Transporte eficiente: não há solução em curto prazo
Os gargalos de uma ineficiente malha de transporte público e suas consequências no cotidiano das pessoas que vivem nos grandes centros urbanos são inúmeros e de resolução complexa. Quem participou da palestra no campus de São Caetano do Sul do Instituto Mauá de Tecnologia, no começo de outubro, teve a oportunidade de conhecer um pouco mais sobre o problema.
Integrante do ciclo de palestras promovido pela Instituição para debater as questões ligadas à infraestrutura do País, o tema “Os desafios e as oportunidades para o transporte público em São Paulo” atraiu a atenção de um auditório qualificado e interessado na experiência do professor de Engenharia e consultor em Políticas Públicas, com destaque para Transportes e Habitação, Engenheiro Adriano Murgel Branco.
Profundo conhecedor do setor de Transportes, Adriano Branco, que também é vice-presidente do Instituto Mauá de Tecnologia, traçou um panorama amplo e bem fundamentado sobre o problema do transporte público nos grandes centros, especialmente em São Paulo, que já figura entre as metrópoles com trânsito mais caótico. Segundo estudos recentes da IBM Commuter Pain, São Paulo é a sexta pior cidade do mundo para se transitar.
O preço do caos
Estima-se que a região metropolitana de São Paulo perde – ou deixa de gerar riqueza – cerca de R$ 40 bilhões/ano em decorrência da ineficiência do trânsito. Suas mais de 40 mil ruas e avenidas não comportam mais a avalanche de carros, caminhões, ônibus, lotações e motocicletas. O resultado é um cenário catastrófico, que provoca uma infinidade de problemas e perdas, desde o excesso de tempo das pessoas com o deslocamento de um ponto a outro, até o consumo exagerado de combustível, baixa produtividade dos profissionais que chegam estressados ao trabalho e outros fatores, como a poluição ambiental.
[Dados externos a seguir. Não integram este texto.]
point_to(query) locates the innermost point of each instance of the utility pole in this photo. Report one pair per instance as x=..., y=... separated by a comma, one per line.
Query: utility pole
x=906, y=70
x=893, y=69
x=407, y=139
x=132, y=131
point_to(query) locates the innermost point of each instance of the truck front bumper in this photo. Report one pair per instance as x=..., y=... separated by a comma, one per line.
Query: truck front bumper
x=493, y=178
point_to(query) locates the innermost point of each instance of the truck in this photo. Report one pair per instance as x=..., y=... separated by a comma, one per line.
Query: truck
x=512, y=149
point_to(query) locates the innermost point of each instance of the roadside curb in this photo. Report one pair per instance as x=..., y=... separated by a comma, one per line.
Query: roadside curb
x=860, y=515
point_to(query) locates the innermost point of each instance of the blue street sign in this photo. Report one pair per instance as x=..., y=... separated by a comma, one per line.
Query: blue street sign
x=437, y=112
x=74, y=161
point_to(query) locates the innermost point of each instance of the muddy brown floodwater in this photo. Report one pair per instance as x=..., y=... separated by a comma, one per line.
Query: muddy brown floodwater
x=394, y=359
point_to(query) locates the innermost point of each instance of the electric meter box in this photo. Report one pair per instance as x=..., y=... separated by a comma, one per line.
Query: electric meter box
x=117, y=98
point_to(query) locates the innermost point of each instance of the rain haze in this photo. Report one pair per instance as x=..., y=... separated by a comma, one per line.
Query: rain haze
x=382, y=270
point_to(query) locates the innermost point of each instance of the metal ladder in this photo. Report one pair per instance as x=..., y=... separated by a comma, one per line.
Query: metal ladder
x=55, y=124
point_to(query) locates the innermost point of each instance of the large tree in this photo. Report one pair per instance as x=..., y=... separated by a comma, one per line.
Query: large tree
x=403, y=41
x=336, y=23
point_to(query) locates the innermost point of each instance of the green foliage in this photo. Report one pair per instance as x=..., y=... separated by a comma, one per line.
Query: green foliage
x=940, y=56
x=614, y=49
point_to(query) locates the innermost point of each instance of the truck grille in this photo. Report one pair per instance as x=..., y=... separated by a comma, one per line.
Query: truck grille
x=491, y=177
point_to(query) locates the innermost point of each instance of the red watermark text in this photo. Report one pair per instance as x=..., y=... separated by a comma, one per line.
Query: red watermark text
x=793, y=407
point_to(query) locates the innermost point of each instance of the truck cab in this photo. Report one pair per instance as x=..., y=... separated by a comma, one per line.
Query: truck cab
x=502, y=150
Não são poucas as empresas que mudaram suas instalações da capital para fugir do impacto negativo causado pelo trânsito de São Paulo em suas operações e as pessoas físicas que têm fugido dos grandes centros para terem mais qualidade de vida. “O enfrentamento diário de um congestionamento como o de São Paulo causa fadiga nas pessoas, que se sentem exaustas antes mesmo de começarem sua jornada de trabalho. Estudos mais aprofundados sobre essa questão apontam que o trânsito provoca uma queda de produtividade de 15 a 20%, em média, no desempenho das pessoas. Nos grandes centros, esse número já alcança a casa dos 25%”, advertiu o professor Adriano Branco em sua palestra.
Como enfrentar o problema
A busca por uma solução passa por muitas instâncias – do setor público ao privado e, claro, pela atitude positiva e mais consciente de cada um. A aquisição de um carro é desejo de consumo da maioria das pessoas. Um carro representa independência e mobilidade de que ninguém está disposto a abrir mão. Mesmo em países conhecidos pelo hábito de andar de bicicleta, como a China, à medida que o poder aquisitivo aumenta, os carros tomam as ruas e a logística complexa vai roubando a cena.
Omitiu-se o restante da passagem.